On This Day In Space: Oct. 10, 1967: The Outer Space Treaty is born

As the title of the article indicates, 55 years ago today the Outer Space Treaty (OST) was ratified by over 100 countries. The purpose of the treaty was to set out rules regulation the exploration and use of outer space, enabling scientists around the world to work towards the good of all humanity in their endeavors towards the heavens.

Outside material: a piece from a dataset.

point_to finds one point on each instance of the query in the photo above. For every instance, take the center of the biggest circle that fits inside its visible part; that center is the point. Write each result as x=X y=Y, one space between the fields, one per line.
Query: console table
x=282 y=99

The basic framework of the treaty is as follows:

  • the exploration and use of outer space shall be carried out for the benefit and in the interests of all countries and shall be the province of all mankind;
  • outer space shall be free for exploration and use by all States;
  • outer space is not subject to national appropriation by claim of sovereignty, by means of use or occupation, or by any other means;
  • States shall not place nuclear weapons or other weapons of mass destruction in orbit or on celestial bodies or station them in outer space in any other manner;
  • the Moon and other celestial bodies shall be used exclusively for peaceful purposes;
  • astronauts shall be regarded as the envoys of mankind;
  • States shall be responsible for national space activities whether carried out by governmental or non-governmental entities;
  • States shall be liable for damage caused by their space objects; and
  • States shall avoid harmful contamination of space and celestial bodies.

Future of the OST

Whether due to the heightened global strategic tensions or the increasing privatization of space, many experts argue that treaty as it stands today is no longer sufficient to cover the growing landscape of space challenges and the various participants. I believe that this stance also extends to the emergence of cyber threats in the space landscape. In order for humanity to continue to freely explore the universe, an effective and legally binging mechanism must be implemented to ensure the safety of missions from cyber attacks. Space missions are already designed to withstand the most hostile environment imaginable, adding adversarial elements to the mix will only serve to further complicate and impede scientific progress. Any proposed updates to the OST must include language specifically outlining protections from cyber related threats, or they will not be effective moving forward.